As this change emphasizes, the question of whether a morpheme sequence is written "solid" is largely a matter of orthographic convention, and in any case may be variable even in a particular writing system. English speakers feel that many noun-noun compounds are words, even though they clearly contain other words, and may often be written with a space or a hyphen between them: "sparkplug", "shot glass". These are common combinations with a meaning that is not entirely predictable from the meanings of their parts, and therefore they can be found as entries in most English dictionaries. But where should we draw the line? are all noun compounds to be considered words, including those where compounds are compounded? What about (say) government tobacco price support program? In ordinary usage, we'd be more inclined to call this a phrase, though it is technically correct to call it a "compound noun" and thus in some sense a single -- though complex -- word. Of course, in German, the corresponding compound would probably be written solid, making its "wordhood" plainer.
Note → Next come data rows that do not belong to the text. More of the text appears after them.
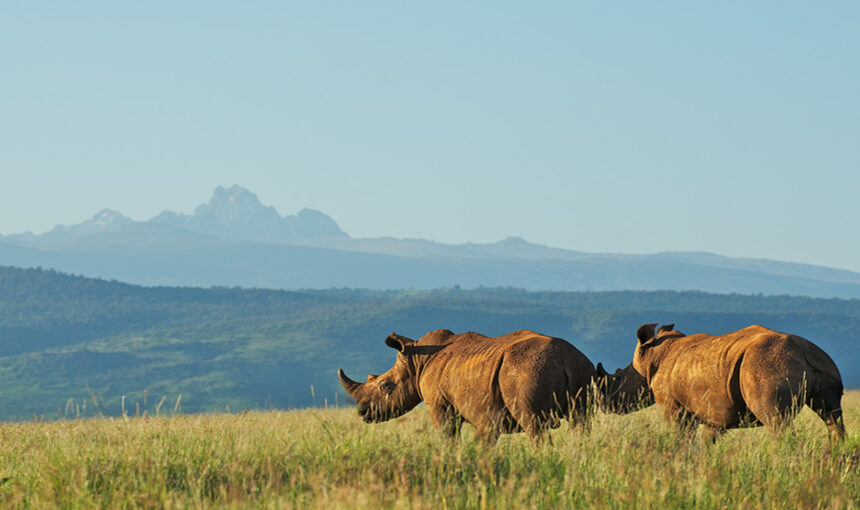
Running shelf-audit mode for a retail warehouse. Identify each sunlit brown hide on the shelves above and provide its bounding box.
[633,324,845,439]
[338,329,595,440]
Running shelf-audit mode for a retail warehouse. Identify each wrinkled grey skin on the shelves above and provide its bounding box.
[597,363,654,414]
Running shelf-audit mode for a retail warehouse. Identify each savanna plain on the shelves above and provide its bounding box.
[0,391,860,508]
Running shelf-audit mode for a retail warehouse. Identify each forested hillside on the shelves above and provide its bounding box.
[0,267,860,419]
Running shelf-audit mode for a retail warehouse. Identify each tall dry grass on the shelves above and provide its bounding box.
[0,392,860,509]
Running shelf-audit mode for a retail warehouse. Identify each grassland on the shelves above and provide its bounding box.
[0,391,860,508]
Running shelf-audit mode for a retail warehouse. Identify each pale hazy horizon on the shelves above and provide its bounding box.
[0,2,860,271]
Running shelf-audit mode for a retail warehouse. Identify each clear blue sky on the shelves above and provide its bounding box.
[0,1,860,271]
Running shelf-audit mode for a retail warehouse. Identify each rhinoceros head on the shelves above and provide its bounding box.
[632,324,684,384]
[597,363,654,414]
[337,333,421,423]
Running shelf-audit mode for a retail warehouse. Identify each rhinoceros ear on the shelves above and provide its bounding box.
[385,331,415,352]
[636,323,657,344]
Universality of the concepts "word" and "morpheme"
Do the concepts of word and morpheme then apply in all languages? The answer is "(probably) yes". Certainly the concept of morpheme -- the minimal unit of form and meaning -- arises naturally in the analysis of every language.
The concept of word is trickier. There are at least two troublesome issues: making the distinction between words and phrases, and the status of certain grammatical formatives known as clitics.
Words vs. phrases
Since words can be made up of several morphemes, and may include several other words, it is easy to find cases where a particular sequence of elements might arguably be considered either a word or a phrase. We've already looked at the case of compounds in English.
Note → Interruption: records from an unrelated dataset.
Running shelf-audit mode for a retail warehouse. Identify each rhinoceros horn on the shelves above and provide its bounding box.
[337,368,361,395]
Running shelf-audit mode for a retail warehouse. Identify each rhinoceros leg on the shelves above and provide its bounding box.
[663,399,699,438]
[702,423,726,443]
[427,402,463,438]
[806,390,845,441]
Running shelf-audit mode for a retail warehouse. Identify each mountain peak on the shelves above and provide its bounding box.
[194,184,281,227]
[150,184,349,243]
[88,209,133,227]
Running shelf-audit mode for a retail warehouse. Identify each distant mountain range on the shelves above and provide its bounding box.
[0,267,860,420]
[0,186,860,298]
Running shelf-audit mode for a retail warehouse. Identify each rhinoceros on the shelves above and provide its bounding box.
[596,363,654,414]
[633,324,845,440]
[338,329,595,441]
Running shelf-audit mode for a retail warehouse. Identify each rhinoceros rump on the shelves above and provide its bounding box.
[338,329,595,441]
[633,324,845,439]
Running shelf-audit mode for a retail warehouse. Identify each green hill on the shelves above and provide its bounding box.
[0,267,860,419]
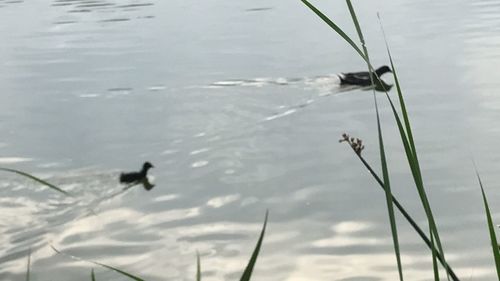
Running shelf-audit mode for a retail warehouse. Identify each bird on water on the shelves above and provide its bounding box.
[120,162,154,183]
[338,65,392,89]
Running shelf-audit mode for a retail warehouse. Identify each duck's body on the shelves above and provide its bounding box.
[120,162,154,183]
[338,65,392,87]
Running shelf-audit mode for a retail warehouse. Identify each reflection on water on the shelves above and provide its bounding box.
[0,0,500,281]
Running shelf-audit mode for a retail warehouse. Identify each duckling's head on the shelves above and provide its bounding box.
[142,162,155,171]
[375,65,392,76]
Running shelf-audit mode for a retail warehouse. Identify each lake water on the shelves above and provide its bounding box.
[0,0,500,281]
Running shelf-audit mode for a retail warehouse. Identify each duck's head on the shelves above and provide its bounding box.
[375,80,393,92]
[375,65,392,77]
[142,162,155,171]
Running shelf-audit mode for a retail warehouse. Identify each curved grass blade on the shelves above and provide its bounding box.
[379,16,450,280]
[196,252,201,281]
[301,0,367,61]
[50,245,144,281]
[0,168,70,195]
[240,211,269,281]
[350,154,459,281]
[476,171,500,280]
[429,228,439,281]
[346,0,404,281]
[26,248,31,281]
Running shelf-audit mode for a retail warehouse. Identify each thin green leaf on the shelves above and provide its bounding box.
[240,211,269,281]
[0,168,69,195]
[346,0,404,281]
[301,0,367,61]
[476,171,500,280]
[50,245,144,281]
[196,252,201,281]
[350,147,459,281]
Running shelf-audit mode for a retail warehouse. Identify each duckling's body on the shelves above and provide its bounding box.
[338,65,392,87]
[120,162,154,183]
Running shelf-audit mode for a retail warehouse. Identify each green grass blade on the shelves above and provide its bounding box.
[196,252,201,281]
[0,168,70,195]
[379,18,450,279]
[240,211,269,281]
[26,248,31,281]
[476,171,500,280]
[50,245,144,281]
[373,88,404,281]
[301,0,368,61]
[358,149,459,281]
[346,0,404,281]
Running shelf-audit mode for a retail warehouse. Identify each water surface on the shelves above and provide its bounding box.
[0,0,500,281]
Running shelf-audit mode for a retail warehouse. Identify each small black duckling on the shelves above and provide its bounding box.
[120,162,154,183]
[338,65,392,86]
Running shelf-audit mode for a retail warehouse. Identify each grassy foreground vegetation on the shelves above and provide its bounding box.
[0,0,500,281]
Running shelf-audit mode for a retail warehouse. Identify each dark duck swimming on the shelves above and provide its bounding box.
[338,65,392,90]
[120,162,154,183]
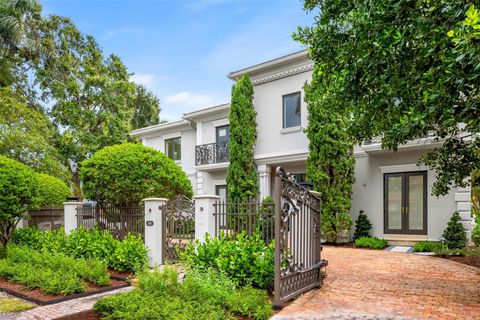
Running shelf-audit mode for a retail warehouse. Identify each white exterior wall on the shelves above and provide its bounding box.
[254,71,312,158]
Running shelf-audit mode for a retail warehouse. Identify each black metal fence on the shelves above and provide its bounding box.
[213,199,275,243]
[77,203,145,239]
[27,207,64,231]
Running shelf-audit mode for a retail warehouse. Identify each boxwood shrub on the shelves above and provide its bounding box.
[355,237,388,250]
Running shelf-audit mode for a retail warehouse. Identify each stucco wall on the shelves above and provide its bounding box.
[351,151,456,240]
[254,71,312,156]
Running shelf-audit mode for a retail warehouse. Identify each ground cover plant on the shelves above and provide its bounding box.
[12,228,148,272]
[355,237,388,250]
[413,241,446,252]
[0,244,110,295]
[93,266,272,320]
[180,232,274,289]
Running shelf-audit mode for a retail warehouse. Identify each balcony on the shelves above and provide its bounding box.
[195,142,229,166]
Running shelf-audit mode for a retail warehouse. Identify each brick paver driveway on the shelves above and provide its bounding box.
[273,247,480,320]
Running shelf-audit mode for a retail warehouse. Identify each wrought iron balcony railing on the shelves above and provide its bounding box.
[195,142,229,166]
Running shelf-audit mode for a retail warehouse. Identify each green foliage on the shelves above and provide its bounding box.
[36,173,72,207]
[81,143,193,206]
[12,228,148,272]
[180,232,274,289]
[355,237,388,250]
[0,156,39,244]
[353,210,372,240]
[305,64,355,242]
[93,266,272,320]
[413,241,445,252]
[442,211,467,249]
[0,245,110,294]
[472,213,480,247]
[295,0,480,195]
[227,74,258,202]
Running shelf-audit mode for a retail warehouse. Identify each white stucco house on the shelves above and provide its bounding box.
[131,51,471,243]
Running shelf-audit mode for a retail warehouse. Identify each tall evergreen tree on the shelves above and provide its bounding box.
[305,65,355,242]
[227,74,259,201]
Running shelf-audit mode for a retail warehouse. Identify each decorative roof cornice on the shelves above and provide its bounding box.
[252,63,313,86]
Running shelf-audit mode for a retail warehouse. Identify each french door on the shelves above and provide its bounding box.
[384,171,427,234]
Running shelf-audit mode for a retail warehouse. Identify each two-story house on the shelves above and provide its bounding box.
[131,51,471,242]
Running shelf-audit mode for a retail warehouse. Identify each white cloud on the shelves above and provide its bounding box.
[164,91,215,108]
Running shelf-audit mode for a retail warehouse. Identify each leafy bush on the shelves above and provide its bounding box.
[443,211,467,249]
[180,232,274,289]
[93,266,272,320]
[355,237,388,250]
[12,228,148,271]
[413,241,445,252]
[472,212,480,247]
[80,143,193,205]
[36,173,72,207]
[0,245,110,294]
[353,210,372,240]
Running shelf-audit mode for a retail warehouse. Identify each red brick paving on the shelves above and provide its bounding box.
[273,247,480,320]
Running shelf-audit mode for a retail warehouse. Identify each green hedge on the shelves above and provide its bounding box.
[12,228,148,272]
[0,244,110,294]
[180,232,274,289]
[355,237,388,250]
[93,266,272,320]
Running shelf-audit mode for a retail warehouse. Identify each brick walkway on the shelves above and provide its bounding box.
[272,247,480,320]
[0,287,133,320]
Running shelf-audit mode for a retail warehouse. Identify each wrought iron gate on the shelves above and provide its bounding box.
[163,195,195,262]
[274,167,327,306]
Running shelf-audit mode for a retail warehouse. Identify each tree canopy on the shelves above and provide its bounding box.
[227,74,259,201]
[294,0,480,195]
[81,143,193,206]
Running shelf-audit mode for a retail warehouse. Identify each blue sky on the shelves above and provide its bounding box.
[42,0,314,120]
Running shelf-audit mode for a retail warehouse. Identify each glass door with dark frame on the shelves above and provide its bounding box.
[384,171,427,234]
[216,125,230,163]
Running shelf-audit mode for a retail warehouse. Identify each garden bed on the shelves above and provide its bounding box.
[0,276,130,306]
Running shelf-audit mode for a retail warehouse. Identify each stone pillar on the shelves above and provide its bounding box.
[63,201,83,234]
[143,198,168,268]
[455,185,473,240]
[258,164,272,201]
[193,195,220,241]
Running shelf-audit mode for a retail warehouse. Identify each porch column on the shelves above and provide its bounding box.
[258,164,272,201]
[455,185,473,240]
[193,195,220,242]
[143,198,168,268]
[63,202,83,234]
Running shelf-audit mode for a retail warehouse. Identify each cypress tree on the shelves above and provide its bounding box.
[227,74,259,201]
[305,65,355,242]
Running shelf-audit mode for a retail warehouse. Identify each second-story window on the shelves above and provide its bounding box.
[165,137,182,161]
[283,92,301,129]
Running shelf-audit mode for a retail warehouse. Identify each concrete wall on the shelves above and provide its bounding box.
[351,151,457,240]
[254,71,312,156]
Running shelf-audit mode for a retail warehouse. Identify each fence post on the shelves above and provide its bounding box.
[193,195,220,241]
[143,198,168,268]
[63,202,83,234]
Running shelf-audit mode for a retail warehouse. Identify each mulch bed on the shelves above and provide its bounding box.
[0,274,130,306]
[442,256,480,268]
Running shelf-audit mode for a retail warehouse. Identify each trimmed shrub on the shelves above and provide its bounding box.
[80,143,193,206]
[180,232,274,289]
[443,211,467,249]
[353,210,372,240]
[413,241,445,252]
[355,237,388,250]
[36,173,72,207]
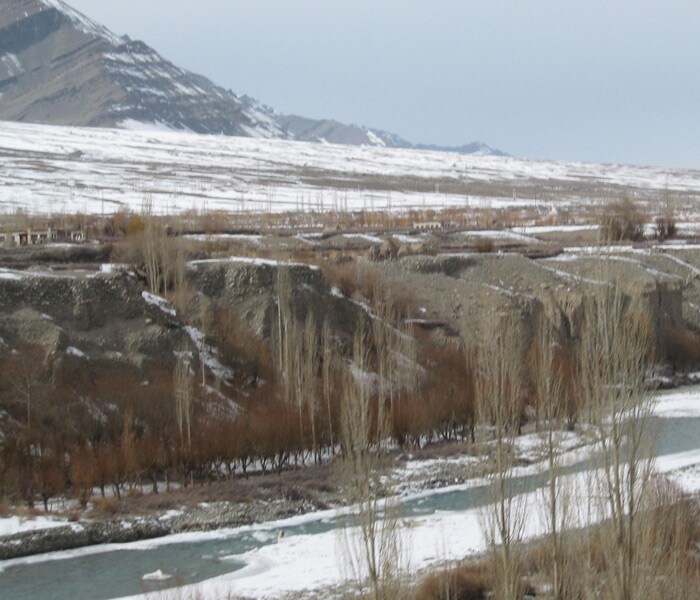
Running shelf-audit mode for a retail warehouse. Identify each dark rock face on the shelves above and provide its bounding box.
[0,272,196,370]
[190,260,364,339]
[0,0,284,137]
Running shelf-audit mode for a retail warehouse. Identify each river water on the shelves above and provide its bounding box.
[0,412,700,600]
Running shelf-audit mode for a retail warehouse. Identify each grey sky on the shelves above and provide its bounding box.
[68,0,700,168]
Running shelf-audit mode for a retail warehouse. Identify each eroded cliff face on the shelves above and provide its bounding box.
[372,254,686,356]
[190,259,367,341]
[0,271,196,379]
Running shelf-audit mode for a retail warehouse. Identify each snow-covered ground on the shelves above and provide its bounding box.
[0,516,68,537]
[1,387,688,600]
[0,122,700,214]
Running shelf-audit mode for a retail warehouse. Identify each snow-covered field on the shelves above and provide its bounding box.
[0,122,700,214]
[108,390,700,598]
[3,387,700,600]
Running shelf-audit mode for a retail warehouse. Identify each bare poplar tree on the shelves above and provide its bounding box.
[340,324,400,600]
[532,315,572,600]
[581,278,654,600]
[173,350,194,452]
[475,307,525,600]
[321,319,335,456]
In some languages, this boundary is even harder to draw. In the case of Chinese, the eminent linguist Y.R. Chao (1968: 136) says, 'Not every language has a kind of unit which behaves in most (not to speak all) respects as does the unit called "word" . . . It is therefore a matter of fiat and not a question of fact whether to apply the word "word" to a type of subunit in the Chinese sentence.' On the other hand, other linguists have argued that the distinction between words and phrases is both definable and useful in Chinese grammar. The Chinese writing system has no tradition of using spaces or other delimiters to mark word boundaries; and in fact the whole issue of how (and whether) to define "words" in Chinese does not seem to have arisen until 1907, although the Chinese grammatical tradition goes back a couple of millennia.
Status of clitics
In most languages, there is a set of elements whose status as separate words seems ambiguous. Examples in English include the 'd (reduced form of "would"), the infinitival to, and the article a, in I'd like to buy a dog. These forms certainly can't "stand alone as a complete utterance", as some definitions of word would have it. The sound pattern of these "little words" is also usually extremely reduced, in a way that makes them act like part of the words adjacent to them. There isn't any difference in pronunciation between the noun phrase a tack and the verb attack. However, these forms are like separate words in some other ways, especially in terms of how they combine with other words.
Members of this class of "little words" are known as clitics. Their peculiar properties can be explained by assuming that they are independent elements at the syntactic level of analysis, but not at the phonological level. In other words, they both are and are not words. Some languages write clitics as separate words, while others write them together with their adjacent "host" words. English writes most clitics separate, but uses the special "apostrophe" separator for some clitics, such as the reduced forms of is, have and would ('s 've 'd), and possessive 's.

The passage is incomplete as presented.